A Billie Holiday grocery list, sourced from ‘Billie,’ by Julia Blackburn.

I can just imagine Billie cracking open those eggs and putting in those light bulbs.

So next time you’re out and about, scour the floor, or a lone shopping trolley or the inside of a library book and you might just find gold. Don’t tell me you don’t do it. Who can resist ? It’s a bit like a car crash. Not as nasty as a bum cleavage but even nicer than an septuagenarian’s long lithe tanned legs in shorts.

Oh, there it is, you’ve seen the shopping list, it’s a bit crumpled, a bit sweaty, ‘cos it’s been in somebody’s clammy little hand in a busy supermarket. Maybe it’s folded up once, twice, or just a bit scrunchy. It doesn’t matter, you swipe it with your trembling hand and begin to read. And here is where it gets interesting…

Is it written in pencil, soft or hard? Or biro? Then, in that case,  what colour is it: blue, black, red? ‘cos people are sick enough to experiment. So many combinations..and it says so much about the shopping list writer. You will get valuable insight into their psych right there. It speaks volumes. They may as well have just taken off all of their clothes in front of you and bent over.

Coffee, Bananas, Chocolate, Cereal

Really?
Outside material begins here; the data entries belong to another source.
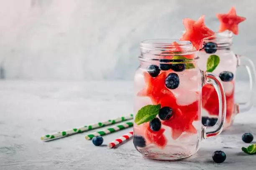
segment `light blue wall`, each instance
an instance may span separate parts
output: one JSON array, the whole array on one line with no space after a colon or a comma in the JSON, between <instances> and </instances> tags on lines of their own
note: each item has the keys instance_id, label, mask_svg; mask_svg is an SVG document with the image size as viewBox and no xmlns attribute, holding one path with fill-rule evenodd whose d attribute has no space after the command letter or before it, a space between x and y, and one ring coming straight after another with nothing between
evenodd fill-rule
<instances>
[{"instance_id":1,"label":"light blue wall","mask_svg":"<svg viewBox=\"0 0 256 170\"><path fill-rule=\"evenodd\" d=\"M253 0L1 2L0 64L8 79L132 80L140 41L177 37L183 18L202 14L216 30L216 13L232 6L247 18L234 51L256 62Z\"/></svg>"}]
</instances>

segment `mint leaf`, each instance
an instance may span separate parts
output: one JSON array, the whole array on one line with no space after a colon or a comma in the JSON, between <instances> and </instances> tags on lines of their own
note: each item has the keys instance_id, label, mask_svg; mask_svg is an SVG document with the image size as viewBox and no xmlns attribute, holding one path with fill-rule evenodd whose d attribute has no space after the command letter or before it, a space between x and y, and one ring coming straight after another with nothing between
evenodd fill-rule
<instances>
[{"instance_id":1,"label":"mint leaf","mask_svg":"<svg viewBox=\"0 0 256 170\"><path fill-rule=\"evenodd\" d=\"M147 105L141 108L138 111L134 122L138 125L149 122L152 120L157 115L161 108L160 104L158 105Z\"/></svg>"},{"instance_id":2,"label":"mint leaf","mask_svg":"<svg viewBox=\"0 0 256 170\"><path fill-rule=\"evenodd\" d=\"M207 60L206 71L212 72L220 63L220 58L217 55L211 55Z\"/></svg>"},{"instance_id":3,"label":"mint leaf","mask_svg":"<svg viewBox=\"0 0 256 170\"><path fill-rule=\"evenodd\" d=\"M253 155L256 154L256 144L250 145L246 148L245 147L242 147L242 150L245 153L249 155Z\"/></svg>"},{"instance_id":4,"label":"mint leaf","mask_svg":"<svg viewBox=\"0 0 256 170\"><path fill-rule=\"evenodd\" d=\"M191 60L191 59L189 59L188 58L187 58L184 57L182 56L182 55L175 55L173 57L172 60L184 60L184 61L186 61L187 60L188 61L189 60ZM182 63L182 62L180 62ZM195 68L195 67L194 65L194 64L192 63L185 63L185 68L186 69L190 69L191 68Z\"/></svg>"}]
</instances>

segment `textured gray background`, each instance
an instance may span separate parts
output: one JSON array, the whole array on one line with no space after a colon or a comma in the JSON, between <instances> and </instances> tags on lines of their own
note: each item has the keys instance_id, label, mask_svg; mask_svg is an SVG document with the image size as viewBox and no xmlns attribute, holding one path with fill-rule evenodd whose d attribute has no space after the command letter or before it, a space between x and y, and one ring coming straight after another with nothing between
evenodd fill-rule
<instances>
[{"instance_id":1,"label":"textured gray background","mask_svg":"<svg viewBox=\"0 0 256 170\"><path fill-rule=\"evenodd\" d=\"M247 20L233 50L254 62L256 1L247 0L2 0L1 77L26 80L132 80L139 42L177 37L182 20L232 6ZM243 76L238 73L238 77Z\"/></svg>"},{"instance_id":2,"label":"textured gray background","mask_svg":"<svg viewBox=\"0 0 256 170\"><path fill-rule=\"evenodd\" d=\"M245 132L255 137L255 108L238 115L229 129L204 140L197 153L181 161L147 159L131 140L116 149L107 148L131 128L104 136L101 147L84 139L96 130L49 142L40 140L43 135L132 112L132 84L123 80L0 81L0 170L255 170L256 155L241 150L250 145L241 140ZM221 164L212 159L218 150L227 155Z\"/></svg>"}]
</instances>

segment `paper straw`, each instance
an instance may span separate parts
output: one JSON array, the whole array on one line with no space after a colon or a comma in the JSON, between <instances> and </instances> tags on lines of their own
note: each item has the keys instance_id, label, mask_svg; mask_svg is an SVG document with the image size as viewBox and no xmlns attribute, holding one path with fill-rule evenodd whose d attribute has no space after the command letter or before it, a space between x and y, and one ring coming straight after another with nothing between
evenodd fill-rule
<instances>
[{"instance_id":1,"label":"paper straw","mask_svg":"<svg viewBox=\"0 0 256 170\"><path fill-rule=\"evenodd\" d=\"M61 138L65 137L76 133L81 133L83 132L92 130L98 128L103 127L110 125L113 125L119 122L130 120L133 118L133 115L131 114L127 116L123 116L117 118L115 119L108 120L104 122L98 122L95 124L85 125L73 129L69 129L56 132L54 133L46 135L41 137L41 140L44 141L49 141L58 139Z\"/></svg>"},{"instance_id":2,"label":"paper straw","mask_svg":"<svg viewBox=\"0 0 256 170\"><path fill-rule=\"evenodd\" d=\"M120 143L123 143L123 142L133 137L133 132L131 131L129 133L126 133L124 135L123 135L122 137L116 139L115 140L113 141L108 144L108 148L112 148L115 146L116 146L118 145L119 145Z\"/></svg>"},{"instance_id":3,"label":"paper straw","mask_svg":"<svg viewBox=\"0 0 256 170\"><path fill-rule=\"evenodd\" d=\"M104 130L99 131L94 133L88 134L85 136L85 139L87 140L90 140L93 137L96 136L103 136L109 133L113 133L115 132L124 129L126 128L131 127L133 126L133 123L132 122L127 122L121 124L113 126Z\"/></svg>"}]
</instances>

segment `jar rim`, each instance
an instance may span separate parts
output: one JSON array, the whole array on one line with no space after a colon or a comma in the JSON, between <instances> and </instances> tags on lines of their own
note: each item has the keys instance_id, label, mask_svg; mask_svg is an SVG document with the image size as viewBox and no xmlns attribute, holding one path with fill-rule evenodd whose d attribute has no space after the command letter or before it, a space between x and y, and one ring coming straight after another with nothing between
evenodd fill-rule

Okay, fairly innocuous, fairly normal shopping list. Fairly sane. Sounds like a decent law abiding person. I mean who doesn’t need coffee and chocolate now and again, and the potassium in those bananas!  You’ve got to have it haven’t you? It’s good for you. Sensible, normal, non perverted person. So, what else, what else did this person want to buy today…
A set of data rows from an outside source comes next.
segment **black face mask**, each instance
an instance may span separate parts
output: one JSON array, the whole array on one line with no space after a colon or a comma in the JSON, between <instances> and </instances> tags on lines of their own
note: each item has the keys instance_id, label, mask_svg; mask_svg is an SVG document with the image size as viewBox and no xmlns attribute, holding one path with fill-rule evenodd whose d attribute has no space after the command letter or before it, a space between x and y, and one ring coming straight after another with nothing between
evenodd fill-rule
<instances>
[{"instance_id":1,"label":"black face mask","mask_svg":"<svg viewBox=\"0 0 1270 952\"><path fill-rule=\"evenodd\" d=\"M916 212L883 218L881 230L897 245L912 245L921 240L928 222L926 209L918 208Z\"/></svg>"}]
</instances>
Now, at this point, would you stop reading? I can’t imagine you stopping now, What? Half way through? Surely you have a spare twenty seconds to read the rest of the shopping list? It’s not like you’re Bill Gates or Richard Branson. It’s not like you’re a high powered business man juggling a dozen companies at the same time. Even if you are, you’re on your lunch break and lunch breaks last two hours for the really big ball breakers. So, with this in mind, you read on…

Nuts (2)

Now do they mean two peanuts? Of course they don’t. They obviously mean two packets of nuts, or they could mean two six packs. but what type, what anally messy person would just write nuts (2)
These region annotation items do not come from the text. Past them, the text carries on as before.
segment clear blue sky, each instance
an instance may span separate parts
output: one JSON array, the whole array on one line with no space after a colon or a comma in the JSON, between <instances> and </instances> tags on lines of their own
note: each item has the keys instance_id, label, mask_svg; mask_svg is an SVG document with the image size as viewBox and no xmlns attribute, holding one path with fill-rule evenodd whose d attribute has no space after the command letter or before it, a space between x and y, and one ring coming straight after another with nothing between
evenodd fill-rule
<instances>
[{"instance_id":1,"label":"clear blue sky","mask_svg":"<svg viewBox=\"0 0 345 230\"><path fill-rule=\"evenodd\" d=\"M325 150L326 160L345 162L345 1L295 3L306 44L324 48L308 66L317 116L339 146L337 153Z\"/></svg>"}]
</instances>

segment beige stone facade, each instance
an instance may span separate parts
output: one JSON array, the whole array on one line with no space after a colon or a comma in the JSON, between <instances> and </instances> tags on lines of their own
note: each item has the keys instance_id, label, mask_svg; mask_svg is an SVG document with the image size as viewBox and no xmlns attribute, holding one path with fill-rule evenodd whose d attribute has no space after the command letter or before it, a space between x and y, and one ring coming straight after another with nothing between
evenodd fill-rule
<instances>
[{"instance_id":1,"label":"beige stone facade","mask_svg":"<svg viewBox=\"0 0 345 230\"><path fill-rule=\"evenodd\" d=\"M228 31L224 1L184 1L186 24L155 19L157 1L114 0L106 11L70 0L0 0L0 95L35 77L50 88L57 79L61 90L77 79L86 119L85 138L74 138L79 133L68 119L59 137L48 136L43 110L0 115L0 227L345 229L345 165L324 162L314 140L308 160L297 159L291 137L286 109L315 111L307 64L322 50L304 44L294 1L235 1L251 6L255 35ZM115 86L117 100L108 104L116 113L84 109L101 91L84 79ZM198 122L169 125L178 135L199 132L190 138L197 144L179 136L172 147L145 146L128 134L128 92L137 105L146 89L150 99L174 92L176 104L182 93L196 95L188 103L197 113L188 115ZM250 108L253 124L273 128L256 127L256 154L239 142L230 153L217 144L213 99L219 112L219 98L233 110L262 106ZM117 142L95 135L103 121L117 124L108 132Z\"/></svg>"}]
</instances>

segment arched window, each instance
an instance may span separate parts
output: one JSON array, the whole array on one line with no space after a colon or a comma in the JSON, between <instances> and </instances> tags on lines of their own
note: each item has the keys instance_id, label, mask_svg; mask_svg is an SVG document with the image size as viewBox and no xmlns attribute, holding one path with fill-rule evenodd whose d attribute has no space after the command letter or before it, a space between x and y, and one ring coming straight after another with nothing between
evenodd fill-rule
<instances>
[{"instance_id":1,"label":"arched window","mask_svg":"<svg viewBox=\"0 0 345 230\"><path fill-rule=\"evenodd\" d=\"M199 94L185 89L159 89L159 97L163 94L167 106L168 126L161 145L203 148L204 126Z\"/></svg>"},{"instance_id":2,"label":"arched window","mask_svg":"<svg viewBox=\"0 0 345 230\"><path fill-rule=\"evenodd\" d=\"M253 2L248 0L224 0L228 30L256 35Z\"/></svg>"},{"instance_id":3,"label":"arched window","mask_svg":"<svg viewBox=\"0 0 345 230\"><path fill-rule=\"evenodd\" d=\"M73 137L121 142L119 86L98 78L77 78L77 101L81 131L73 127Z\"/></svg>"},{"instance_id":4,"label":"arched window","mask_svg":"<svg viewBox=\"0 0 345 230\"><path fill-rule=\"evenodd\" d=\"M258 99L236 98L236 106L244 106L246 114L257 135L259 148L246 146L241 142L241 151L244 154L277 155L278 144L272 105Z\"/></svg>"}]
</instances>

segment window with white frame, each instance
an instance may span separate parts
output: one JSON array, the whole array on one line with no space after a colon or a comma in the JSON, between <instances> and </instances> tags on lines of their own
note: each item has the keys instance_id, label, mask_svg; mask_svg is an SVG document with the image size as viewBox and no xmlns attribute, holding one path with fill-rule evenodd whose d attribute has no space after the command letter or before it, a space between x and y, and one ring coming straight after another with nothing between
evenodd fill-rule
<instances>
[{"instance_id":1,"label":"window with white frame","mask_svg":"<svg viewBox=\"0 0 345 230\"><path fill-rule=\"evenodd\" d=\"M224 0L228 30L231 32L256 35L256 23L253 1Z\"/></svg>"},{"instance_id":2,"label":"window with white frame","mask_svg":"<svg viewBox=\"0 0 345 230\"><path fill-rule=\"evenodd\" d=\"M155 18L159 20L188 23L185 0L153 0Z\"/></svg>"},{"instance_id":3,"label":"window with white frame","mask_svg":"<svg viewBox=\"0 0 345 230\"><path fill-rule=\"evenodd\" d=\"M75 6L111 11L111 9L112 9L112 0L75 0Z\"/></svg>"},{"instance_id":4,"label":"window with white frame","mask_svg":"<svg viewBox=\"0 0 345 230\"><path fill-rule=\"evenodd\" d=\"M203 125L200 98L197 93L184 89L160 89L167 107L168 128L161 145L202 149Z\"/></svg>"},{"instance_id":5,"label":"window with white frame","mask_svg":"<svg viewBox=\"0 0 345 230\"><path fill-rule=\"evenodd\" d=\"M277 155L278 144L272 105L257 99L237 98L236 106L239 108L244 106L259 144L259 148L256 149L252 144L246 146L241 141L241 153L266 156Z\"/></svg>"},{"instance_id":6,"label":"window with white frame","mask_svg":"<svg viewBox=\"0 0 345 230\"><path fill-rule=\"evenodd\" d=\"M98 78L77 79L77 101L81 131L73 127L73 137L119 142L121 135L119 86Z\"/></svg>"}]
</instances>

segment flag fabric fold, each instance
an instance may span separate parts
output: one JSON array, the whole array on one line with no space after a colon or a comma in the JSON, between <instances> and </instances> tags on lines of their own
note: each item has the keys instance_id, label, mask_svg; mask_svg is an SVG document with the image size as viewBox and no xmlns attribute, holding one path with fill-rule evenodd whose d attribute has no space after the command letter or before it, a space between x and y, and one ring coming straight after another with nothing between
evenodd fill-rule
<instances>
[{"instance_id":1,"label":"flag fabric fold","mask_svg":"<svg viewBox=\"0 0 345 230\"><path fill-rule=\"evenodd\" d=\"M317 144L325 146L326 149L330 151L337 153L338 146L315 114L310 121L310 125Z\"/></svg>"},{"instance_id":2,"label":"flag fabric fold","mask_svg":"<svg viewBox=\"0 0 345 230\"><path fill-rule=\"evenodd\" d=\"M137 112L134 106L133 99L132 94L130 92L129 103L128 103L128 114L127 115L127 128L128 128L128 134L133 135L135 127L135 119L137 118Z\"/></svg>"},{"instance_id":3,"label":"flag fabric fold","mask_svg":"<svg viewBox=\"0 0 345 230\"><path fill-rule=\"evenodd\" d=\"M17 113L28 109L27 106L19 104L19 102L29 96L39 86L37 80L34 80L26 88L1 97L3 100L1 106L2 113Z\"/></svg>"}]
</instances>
Now you’re intrigued. What other brain teasers do you have for me? How does your mind work? Are you a sicko or just a normal person? I’ll read on.

TV guide

NewsPAPER

Sicko! A small ‘g’, when capitals have been the norm throughout? And why have you started writing in capitals halfway through the word? You mad pixie.

Half pound lucheon meat

You’ve got to be kidding me. And where’s the N? And why luncheon meat? I mean who does that? Why half a pound? Any sane person would just buy a quarter, wouldn’t they, wouldn’t they?  (screaming now) Are you some kind of serial killer? What’s next on your list? I’m scared to read now. You’ve actually made me scared.

Big black dild

And that’s when you scrunch it up and realise it was one of your old girlfriends/boyfriends/partners/flatmates shopping list. The one you couldn’t get rid of, felt hopelessly trapped by and you still get beads of sweat breaking out between your shoulder blades at the thought that they might actually live on the same continent as you.

But wait there’s something else…P.T.O and that P.T.O has gone from red serial killer’s biro to green biro. I mean, have you ever seen a strangers shopping list written in green ink? I have and it’s not pretty.

So anyway, you turn it over and there’s nothing there. So why did they say P.T.O ?

Why are they playing with your mind? Do they have an agenda? Is this a conspiracy?

Have you found any interesting shopping lists lately? Send me your favourites at A Voyeurs Guide To Shopping Lists, Strange Fetishes Limited, Blackpool. Lancashire. A prize will go to the person who finds the most interesting shopping list.